Lord Aylmer, Baron of Balrath, in the County of Meath, is a title in the Peerage of Ireland. It was created in 1718 for the naval commander Matthew Aylmer, the second son of Sir Christopher Aylmer, 1st Baronet, of Balrath (see below). Lord Aylmer's son, the second Baron, represented Rye in the House of Commons. The latter's grandson, the fourth Baron, succeeded his kinsman as seventh Baronet, of Balrath, in 1776. The titles remain united. He was succeeded in both titles by his son, the fifth Baron. He was a general in the Army and served as Governor General of Canada from 1830 to 1835. Lord Aylmer assumed by Royal licence the additional surname of Whitworth in 1825 on the death of his uncle Charles Whitworth, 1st Earl Whitworth. On his death, the titles passed to his younger brother, the sixth Baron.

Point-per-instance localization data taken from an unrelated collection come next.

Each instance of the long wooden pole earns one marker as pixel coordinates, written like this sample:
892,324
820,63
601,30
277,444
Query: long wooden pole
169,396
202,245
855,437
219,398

He was an admiral in the Royal Navy.

He was succeeded by his second cousin, Udolphus Aylmer, the seventh Baron, born on 10 June 1814 and living in Canada. He was the son of John Athalmer Aylmer, eldest son of Admiral John Aylmer, son of Reverend the Hon. John Aylmer, fourth son of the second Baron. His claim to the titles was not allowed until 1860, however. His son Matthew Aylmer, the eighth Baron, was a major-general in the Canadian Army. His third son, the eleventh Baron, was succeeded by his third cousin, the twelfth Baron. He was the great-grandson of Major-General Harry Aylmer, second son of the aforementioned Admiral John Aylmer. On his death in 1982, the title passed to his second cousin, the thirteenth Baron. He was the grandson of Frederick Arthur Aylmer, second son of Major-General Harry Aylmer. As of 2014 the titles are held by his son, the fourteenth Baron.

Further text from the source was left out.